Turning down the heat: catalyst-free, low-temperature chemical degradation of thermoplastic polyurethanes

Abstract

Thermoplastic polyurethanes (TPUs) constitute one of the most industrially relevant polymers because of their versatile and tunable properties, which makes them very interesting for a wide range of applications. However, their chemical degradability and recyclability is only achievable through hydrolysis or glycolysis of the urethane moieties, which typically occurs when using catalysts and elevated temperatures, thus resulting in a poorly cost- and energy-efficient process. Herein, we report a novel strategy where variable amounts of chemically degradable β-amino ester (BAE) moieties are incorporated into the main backbone of the thermoplastic urethanes. The amino group in the β-position of the ester was thought to act as an internal, covalently bonded catalyst that not only enables the preparation of materials without the use of external and potentially leachable toxic catalysts, but also the chemical degradation of the resulting TPUs under relatively mild conditions and shorter times via a straightforward transesterification process. The addition of different amounts of BAE groups has been investigated for both aliphatic and aromatic polyurethane thermoplastic backbones.

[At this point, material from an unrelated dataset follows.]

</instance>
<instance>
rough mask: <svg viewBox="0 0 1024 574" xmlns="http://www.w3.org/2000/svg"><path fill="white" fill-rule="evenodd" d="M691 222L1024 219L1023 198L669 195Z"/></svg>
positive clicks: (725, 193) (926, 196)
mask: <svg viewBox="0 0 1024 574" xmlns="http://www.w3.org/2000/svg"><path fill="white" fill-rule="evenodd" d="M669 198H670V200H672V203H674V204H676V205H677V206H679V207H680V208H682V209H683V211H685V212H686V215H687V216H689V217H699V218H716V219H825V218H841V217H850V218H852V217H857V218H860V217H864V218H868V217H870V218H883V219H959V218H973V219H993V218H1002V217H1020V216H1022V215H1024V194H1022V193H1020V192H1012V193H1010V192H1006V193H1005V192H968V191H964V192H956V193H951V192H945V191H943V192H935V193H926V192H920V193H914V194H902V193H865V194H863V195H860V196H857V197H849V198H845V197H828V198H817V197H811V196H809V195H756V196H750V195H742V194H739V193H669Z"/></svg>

Their chemical, structural and thermal properties have been investigated in-depth, and kinetic studies have been additionally performed with low molar mass model compounds to find the optimal conditions for their chemical degradation. The final aim of this bottom-up molecular design was not only to enable a catalyst-free polyurethane synthesis but also to open new avenues for developing TPUs with an enhanced, cost-effective and energy-efficient degradation process.